Ecco allora che diventano fondamentali percorsi formativi, scolastici, educativi e psicologici per rafforzare anche le capacità relazionali evidentemente compromesse; considerare dunque la vita in carcere come opportunità di riscatto.
In questo contesto come possono essere vissute e mantenute le relazioni familiari?
Che possibilità ha un genitore detenuto di mantenere il proprio ruolo e la propria responsabilità genitoriale? Come sarà, una volta uscito, riallacciare i legami con i propri figli e la propria famiglia? Il genitore è diventato un cattivo che deve rinunciare a tutto questo?
Con l’evento della detenzione le relazioni genitoriali cambiano così come i ruoli e le funzioni tra i genitori che si devono inevitabilmente riorganizzare andando così a “colpire” non solo il genitore che dovrà scontare la sua pena ma l’intero sistema famiglia, alterandone funzionamento e stabilità. È chiaro che in questo contesto chi più di tutti va tutelato è il minore che continuerà ad avere il diritto ad avere un padre o una madre e che non dovrà scontare la pena che invece coinvolge e riguarda unicamente il genitore detenuto.

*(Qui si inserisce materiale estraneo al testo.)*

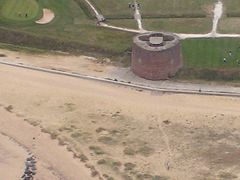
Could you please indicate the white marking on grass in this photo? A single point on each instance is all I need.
(218, 10)
(93, 8)
(47, 17)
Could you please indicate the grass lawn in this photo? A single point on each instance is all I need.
(230, 21)
(204, 59)
(179, 25)
(209, 53)
(155, 8)
(71, 25)
(232, 8)
(17, 10)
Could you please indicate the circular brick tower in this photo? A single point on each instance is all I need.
(156, 56)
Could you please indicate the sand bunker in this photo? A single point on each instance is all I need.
(47, 17)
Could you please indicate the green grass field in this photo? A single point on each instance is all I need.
(204, 59)
(179, 25)
(231, 18)
(71, 27)
(154, 8)
(24, 10)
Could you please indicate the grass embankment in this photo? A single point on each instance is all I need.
(204, 59)
(185, 16)
(231, 18)
(72, 30)
(24, 10)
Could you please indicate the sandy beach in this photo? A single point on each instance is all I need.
(117, 132)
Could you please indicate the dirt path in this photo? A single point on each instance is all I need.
(48, 16)
(12, 158)
(53, 161)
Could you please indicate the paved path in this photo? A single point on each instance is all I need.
(128, 79)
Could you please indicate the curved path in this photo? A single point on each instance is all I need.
(53, 161)
(177, 88)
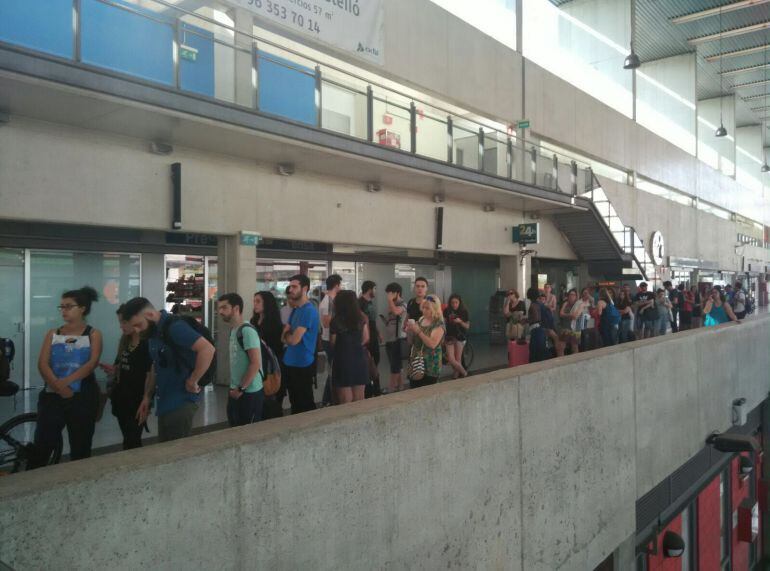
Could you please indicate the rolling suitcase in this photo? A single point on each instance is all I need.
(518, 353)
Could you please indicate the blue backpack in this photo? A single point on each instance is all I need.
(546, 317)
(612, 314)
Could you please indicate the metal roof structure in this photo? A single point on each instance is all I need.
(666, 28)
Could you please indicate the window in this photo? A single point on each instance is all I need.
(115, 277)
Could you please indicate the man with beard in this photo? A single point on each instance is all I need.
(300, 336)
(176, 369)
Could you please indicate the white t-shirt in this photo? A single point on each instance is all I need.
(739, 301)
(324, 309)
(285, 313)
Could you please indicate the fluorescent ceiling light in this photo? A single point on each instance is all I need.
(715, 11)
(738, 53)
(730, 33)
(749, 69)
(751, 83)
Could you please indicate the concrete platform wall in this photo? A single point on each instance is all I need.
(532, 468)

La Carta dei figli dei genitori detenuti riconosce formalmente il diritto di questi minorenni alla continuità del proprio legame affettivo con il genitore detenuto e, al contempo, ribadisce il diritto alla genitorialità.

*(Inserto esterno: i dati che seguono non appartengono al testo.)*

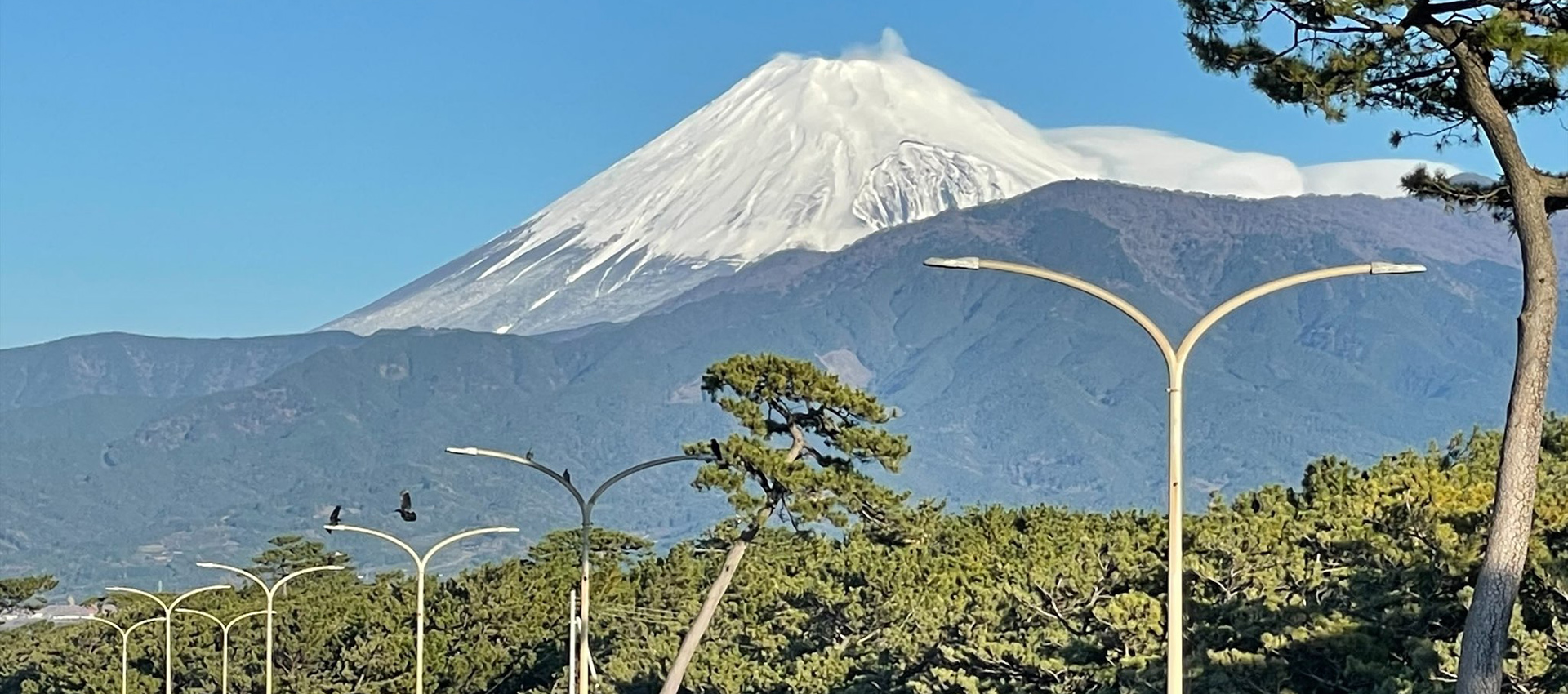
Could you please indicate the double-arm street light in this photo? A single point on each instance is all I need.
(225, 627)
(124, 639)
(1176, 364)
(168, 624)
(421, 561)
(586, 508)
(270, 593)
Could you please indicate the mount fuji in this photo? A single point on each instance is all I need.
(802, 153)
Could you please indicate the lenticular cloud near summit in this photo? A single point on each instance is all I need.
(806, 153)
(1162, 160)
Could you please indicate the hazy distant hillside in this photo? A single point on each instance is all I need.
(1013, 389)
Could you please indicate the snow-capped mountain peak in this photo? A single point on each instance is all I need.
(804, 153)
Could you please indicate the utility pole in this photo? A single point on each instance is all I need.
(1176, 364)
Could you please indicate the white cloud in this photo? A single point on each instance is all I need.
(891, 44)
(1164, 160)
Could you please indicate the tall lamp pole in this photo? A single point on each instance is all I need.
(586, 508)
(421, 561)
(1176, 364)
(270, 593)
(124, 639)
(225, 627)
(168, 624)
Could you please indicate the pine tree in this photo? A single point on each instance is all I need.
(1471, 66)
(806, 434)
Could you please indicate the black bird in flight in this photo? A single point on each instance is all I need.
(407, 508)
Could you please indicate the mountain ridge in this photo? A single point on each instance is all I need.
(1013, 390)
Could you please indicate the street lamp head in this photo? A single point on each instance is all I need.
(968, 262)
(1397, 269)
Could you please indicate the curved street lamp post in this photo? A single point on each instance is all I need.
(421, 561)
(1176, 364)
(270, 593)
(586, 508)
(168, 624)
(124, 639)
(225, 627)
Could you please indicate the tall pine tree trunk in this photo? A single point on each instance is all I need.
(715, 593)
(1486, 639)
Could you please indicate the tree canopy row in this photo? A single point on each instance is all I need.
(1355, 580)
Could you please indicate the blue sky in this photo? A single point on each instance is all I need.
(195, 168)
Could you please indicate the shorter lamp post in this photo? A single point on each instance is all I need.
(168, 624)
(225, 627)
(270, 593)
(421, 561)
(124, 639)
(586, 508)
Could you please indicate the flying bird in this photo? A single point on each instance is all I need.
(407, 508)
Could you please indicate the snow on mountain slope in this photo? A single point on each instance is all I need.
(804, 153)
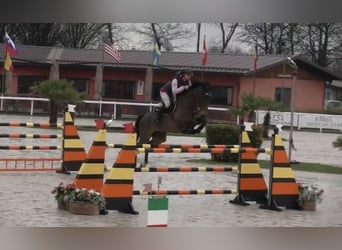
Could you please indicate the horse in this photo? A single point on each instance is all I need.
(188, 115)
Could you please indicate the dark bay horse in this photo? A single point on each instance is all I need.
(189, 116)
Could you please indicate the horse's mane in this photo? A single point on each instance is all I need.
(196, 84)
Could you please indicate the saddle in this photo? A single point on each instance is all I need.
(168, 110)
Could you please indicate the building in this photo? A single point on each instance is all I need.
(135, 79)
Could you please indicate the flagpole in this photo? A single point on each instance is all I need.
(3, 75)
(255, 66)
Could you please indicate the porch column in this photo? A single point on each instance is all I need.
(8, 82)
(98, 82)
(148, 84)
(54, 71)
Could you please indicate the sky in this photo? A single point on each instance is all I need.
(212, 33)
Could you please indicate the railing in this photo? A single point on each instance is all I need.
(117, 110)
(88, 107)
(303, 120)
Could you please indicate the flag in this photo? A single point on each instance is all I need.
(205, 53)
(255, 57)
(9, 45)
(156, 54)
(8, 62)
(113, 52)
(157, 211)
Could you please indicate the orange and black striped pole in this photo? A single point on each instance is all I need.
(283, 189)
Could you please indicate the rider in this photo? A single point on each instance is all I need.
(179, 83)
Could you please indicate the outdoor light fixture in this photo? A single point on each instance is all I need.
(291, 63)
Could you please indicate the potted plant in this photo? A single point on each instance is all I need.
(63, 194)
(309, 195)
(87, 202)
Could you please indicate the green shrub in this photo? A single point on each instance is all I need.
(230, 135)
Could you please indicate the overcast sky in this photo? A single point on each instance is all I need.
(213, 36)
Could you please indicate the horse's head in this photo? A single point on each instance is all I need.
(200, 97)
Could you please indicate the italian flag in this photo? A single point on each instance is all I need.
(157, 214)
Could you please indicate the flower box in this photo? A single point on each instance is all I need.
(62, 205)
(85, 208)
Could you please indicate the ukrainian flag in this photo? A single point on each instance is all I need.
(156, 54)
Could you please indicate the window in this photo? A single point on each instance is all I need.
(283, 95)
(26, 82)
(221, 95)
(80, 84)
(119, 89)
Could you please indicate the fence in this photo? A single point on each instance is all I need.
(119, 110)
(115, 109)
(303, 120)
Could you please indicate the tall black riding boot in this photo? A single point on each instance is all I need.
(158, 114)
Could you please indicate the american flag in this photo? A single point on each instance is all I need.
(113, 52)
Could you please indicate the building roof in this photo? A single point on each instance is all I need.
(217, 62)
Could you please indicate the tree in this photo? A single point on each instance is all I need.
(58, 92)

Fondamentale diviene il contributo di cooperative e associazioni che all’interno del carcere mirano a tutelare questi legami attraverso colloqui e visite a misura di bambino oltre al sostegno genitoriale che il detenuto potrà ricevere singolarmente.
Se questo è ciò che il genitore detenuto può ricevere all’interno del carcere, all’interno di un contesto che in ogni caso resta restrittivo e fatto di regole e tempi imposti, come saranno i legami una volta rientrato in famiglia? Come sarà lo stare nelle relazioni familiari?
Se domandiamo al genitore detenuto come immagina il suo rientro a casa emergono nelle risposte vissuti di gioia ma anche preoccupazione riferita a ciò che può essersi perso della vita familiare durante la sua detenzione. Se invece gli viene chiesto come immagina che gli altri possano vivere il suo rientro, la risposta è un grande interrogativo che rappresenta la difficoltà di immedesimarsi negli altri, la fatica di mettersi nei panni di un figlio o di una compagna che devono riorganizzare nuovamente le proprie vite. Una difficoltà dunque a riconoscere la reciprocità che caratterizza le relazioni, riconoscere che l’altro ha dei bisogni che sono importanti tanto quanto i propri.
Se l’ingresso in carcere del genitore detenuto è stato sicuramente traumatico e di difficile gestione per il sistema famiglia, in un certo senso lo è allo stesso modo anche il rientro in famiglia dopo lo sconto della pena.
Il cattivo che compie un reato, paga la sua pena perché è stato cattivo; nel frattempo il cattivo cerca in qualche modo di tutelare i rapporti familiari.
Avvicinandosi il momento dell’uscita dal carcere il cattivo comincia a interrogarsi sul suo rientro. Il cattivo cerca di recuperare i rapporti, cerca di recuperare ciò che si è perso, cerca di riallacciare relazioni interrotte. Ma questi aspetti non riguardano anche i buoni che stanno fuori dal carcere? Cercare di recuperare le relazioni, gestire i conflitti e le discussioni tipiche dei rapporti conflittuali non sono aspetti comuni tra il buono e il cattivo?
Non succede anche al buono di trovarsi in una separazione difficile in cui per svariati motivi viene drasticamente ridotta o addirittura negata la possibilità di vedere il proprio figlio? La paura della perdita dei legami familiari accomuna sia il buono che il cattivo. La difficoltà di ristabilirli accomuna entrambi. I confini a volte sono così labili che per andare oltre a pregiudizi e false credenze dovremmo chiederci: allora, chi è il cattivo e chi è il buono? O meglio, il cattivo è cattivo veramente?